LogoFDA 510(k) Search
K Number
K143028
Device Name
Azure Anterior Cervical Plate System
Manufacturer
ORTHOFIX, INC.
Date Cleared
2015-05-29

(220 days)

Product Code
KWQ,KWO
Regulation Number
888.3060
Type
Traditional
Panel
OR
Reference & Predicate Devices
K130825
AI/MLSaMDIVD (In Vitro Diagnostic)TherapeuticDiagnosticis PCCP AuthorizedThirdpartyExpeditedreview
Intended Use

The Azure Anterior Cervical Plate System is a temporary implant intended for anterior fixation to the cervical spine from C2 to C7 and indicated for: a) Degenerative disc disease (as defined as back pain of discogenic origin with degenerative disc confirmed by patient history and radiographic studies); b) Spondylolisthesis; c) Trauma (i.e., fracture or dislocation); d) Spinal stenosis; e) Deformities (i.e., scoliosis, kyphosis, and/or lordosis); f) Tumor: g) Pseudoarthrosis; h) Revision of previous surgery

Device Description

The Azure Anterior Cervical Plate System is comprised of a variety of non-sterile, single use, titanium alloy (Ti6Al4V ELI per ASTM F136) with nitinol (per ASTM 2063) components that allow a surgeon to build a temporary anterior cervical implant construct. The system is attached to the anterior aspect of the vertebral body by means of screws to the cervical spine. The system consists of an assortment of screws, plates and associated instrumentation, which assists in the surgical implantation of the devices.

AI/ML Overview

The provided document describes a 510(k) premarket notification for the Azure Anterior Cervical Plate System. This document is a regulatory submission for a medical device (a spinal implant), not an AI/ML device. Therefore, the questions related to AI/ML specific acceptance criteria, study design, and performance metrics (e.g., sample size for test set, data provenance, ground truth establishment, MRMC studies, standalone performance, training set size) are not applicable to this submission.

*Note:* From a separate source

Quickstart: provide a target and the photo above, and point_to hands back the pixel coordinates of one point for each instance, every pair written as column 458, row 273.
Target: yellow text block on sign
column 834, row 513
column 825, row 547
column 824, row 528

The document focuses on demonstrating substantial equivalence to a predicate device (K130825 - Azure Anterior Cervical Plate System, SE) by removing constrained screws from the system due to a field failure mode. The performance data presented is related to mechanical testing of the spinal implant, not the performance of an AI/ML algorithm.

Therefore, I cannot populate the requested table and information as it pertains to an AI/ML device.

However, I can extract the relevant information regarding the modification to the device and the reason for the change, which led to a performance test.

Summary of Device Modification and Performance Study:

The purpose of this 510(k) submission is the removal of constrained screws from the Azure Anterior Cervical Plate System. This change was initiated because the constrained screw constructs were experiencing "total fracture of the locking mechanism" in the field.

A modified Dynamic Axial Compression test was conducted in accordance with ASTM F1717 standard to compare the performance of constrained and semi-constrained screws.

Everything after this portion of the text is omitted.